The commercial insurance business, about which we see and hear enough particularly with our southern neighbors, is nothing short of a racket to make money rather than to truly insure the customer. The priority is heavily skewed towards profiteering, not looking after the customer when bad times come. If anything, insurance companies do everything in their power to avoid paying their customers when bad times come by employing deliberate loopholes in their contracts, (aka, the fine print) or reneging on payments based on excessive scrutiny of their customers. But, God help you if you don’t have insurance. In many cases it is a law that one must have insurance, such as in taking out a mortgage or when driving a car. This has nothing to do with the protection of the individual policy holder, but rather protection against other insurance entities and loan companies for their loss. This is the definition of protection racketeering.

Actually, if employment insurance, health insurance and welfare are targets under the picky libertarian Harper regime, why not auto insurance also? Why must I pay into that? Same for mortgage insurance, I already pay a hefty premium for the mortgage, why should I pay a good chunk more in insurance? Why can’t I choose not to? Are mandatory auto and mortgage insurance a good idea? Why? Who is being protected?

For that matter if it is all about choice, why can’t I choose to forgo paying taxes, or to choose where my taxes go? If I had a choice, like I do in the stock market for ethical funds, I’d choose that my taxes would go to health care and unemployment rather than to incentives to cartellised business and the military, two old bottomless pits of highly speculative adventure, rarely in the public interest and often fraught with disaster. If Harper wants government out of business, then government should not fund, subsidize or have incentives for it either and should not legislate that I have to participate in it.

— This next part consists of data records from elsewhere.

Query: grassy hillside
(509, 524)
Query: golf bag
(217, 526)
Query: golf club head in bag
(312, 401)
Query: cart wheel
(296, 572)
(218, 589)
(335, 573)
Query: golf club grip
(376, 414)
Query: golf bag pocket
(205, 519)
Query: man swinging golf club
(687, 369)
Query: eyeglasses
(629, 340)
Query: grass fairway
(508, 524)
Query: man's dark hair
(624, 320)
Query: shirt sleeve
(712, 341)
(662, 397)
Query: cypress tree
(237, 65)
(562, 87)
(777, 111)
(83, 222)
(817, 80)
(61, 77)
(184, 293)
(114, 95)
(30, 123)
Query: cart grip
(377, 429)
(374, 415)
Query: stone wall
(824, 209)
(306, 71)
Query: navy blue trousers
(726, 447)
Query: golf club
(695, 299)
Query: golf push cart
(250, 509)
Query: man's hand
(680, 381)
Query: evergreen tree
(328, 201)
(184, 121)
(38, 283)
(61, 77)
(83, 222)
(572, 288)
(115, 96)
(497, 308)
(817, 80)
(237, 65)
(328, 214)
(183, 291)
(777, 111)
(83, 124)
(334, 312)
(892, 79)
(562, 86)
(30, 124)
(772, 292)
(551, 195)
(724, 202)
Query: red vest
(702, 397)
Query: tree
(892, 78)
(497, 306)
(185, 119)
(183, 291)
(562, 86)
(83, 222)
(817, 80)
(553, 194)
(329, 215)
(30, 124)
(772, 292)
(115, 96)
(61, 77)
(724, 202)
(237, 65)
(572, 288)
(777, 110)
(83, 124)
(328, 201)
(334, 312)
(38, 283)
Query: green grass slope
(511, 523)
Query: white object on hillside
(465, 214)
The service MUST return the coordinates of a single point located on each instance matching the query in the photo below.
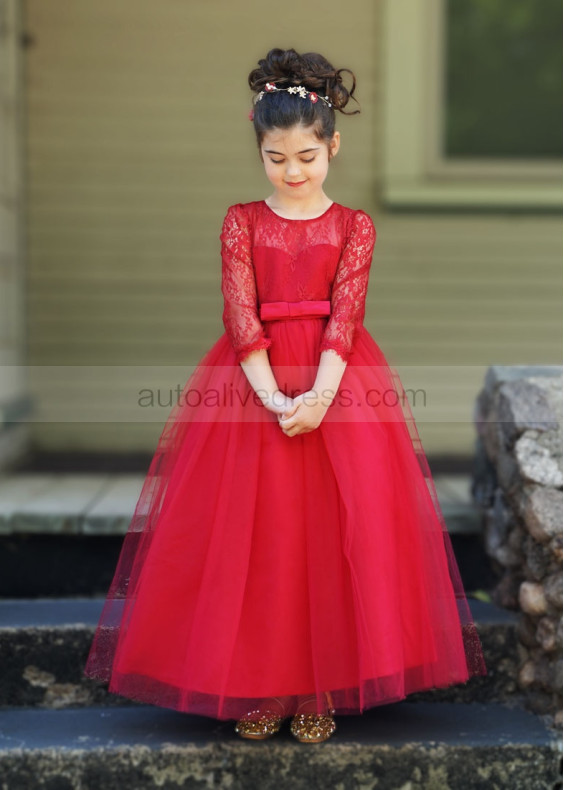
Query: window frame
(416, 174)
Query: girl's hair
(281, 109)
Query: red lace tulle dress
(258, 564)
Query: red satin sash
(280, 311)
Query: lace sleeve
(238, 286)
(348, 295)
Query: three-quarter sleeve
(238, 285)
(348, 295)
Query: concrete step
(44, 644)
(403, 746)
(103, 504)
(61, 534)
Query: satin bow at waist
(280, 311)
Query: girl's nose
(293, 169)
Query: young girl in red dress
(288, 557)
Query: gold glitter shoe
(260, 723)
(314, 727)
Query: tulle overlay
(259, 565)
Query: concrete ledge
(44, 645)
(94, 504)
(428, 746)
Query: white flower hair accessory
(270, 87)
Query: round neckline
(298, 219)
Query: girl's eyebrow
(305, 151)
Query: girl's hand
(305, 415)
(278, 403)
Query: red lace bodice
(266, 258)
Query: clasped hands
(301, 414)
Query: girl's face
(296, 156)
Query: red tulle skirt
(260, 565)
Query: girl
(288, 556)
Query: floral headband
(270, 87)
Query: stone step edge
(84, 611)
(396, 724)
(103, 504)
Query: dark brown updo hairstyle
(280, 109)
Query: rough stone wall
(518, 485)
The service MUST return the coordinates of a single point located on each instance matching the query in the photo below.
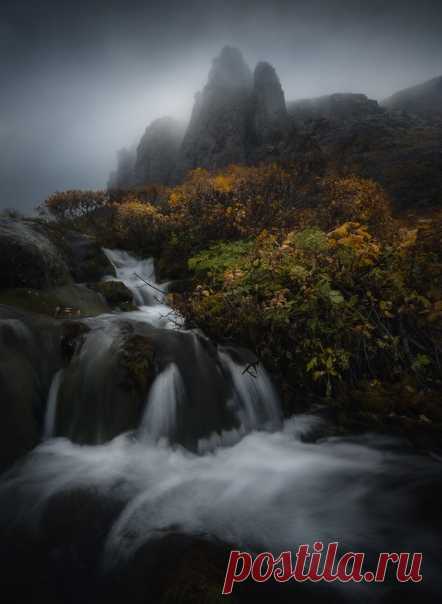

And if these once social insurances are now becoming voluntary, why do I pay increased taxes? And where is this money going? Am I now paying for a ridiculous military expenditure for inventory that can’t possibly defend our country with such a pitifully small population from a determined enemy? Am I paying taxes so Harper can try to punch above his weight or, at least, throw his weight around in NATO as a street tough and thug for libertarian interests of capitalism and the so called freedom of choice in a global context? Often the choice left after a thug finishes roughing you up while running the protection racket is between the devil and the deep blue sea, that is, no choice at all.

The struggle is a reminder of the debate between Thomas Carlyle’s ‘great man theory’ where a leader seizes opportunity and creates a new society and Herbert Spencer’s idea that so called ‘great men’ are merely products of the social situation at the time. In either case the issue remains that an ‘übermensch’ is on the scene determining for all the present and future, in characteristically undemocratic and through often dark Machiavellian means.

Harper has forgotten that Canadian citizens chose to have employment insurance, chose to have Universal Health Care insurance and chose to give welfare to aid Canadian citizens who struggle in our society. What is detestable about the ‘libertarianism’ of the Harper regime is that it is hardly libertarian at all, as the fact is he picks and chooses what the public’s choices are. Harper, being all knowing, decides what is in the ‘public’s interest’, what we will be paying taxes for. Where have I heard this before? Ah, yes, the 1920’s and 30’s dictatorial capitalist regimes of Italy and Germany.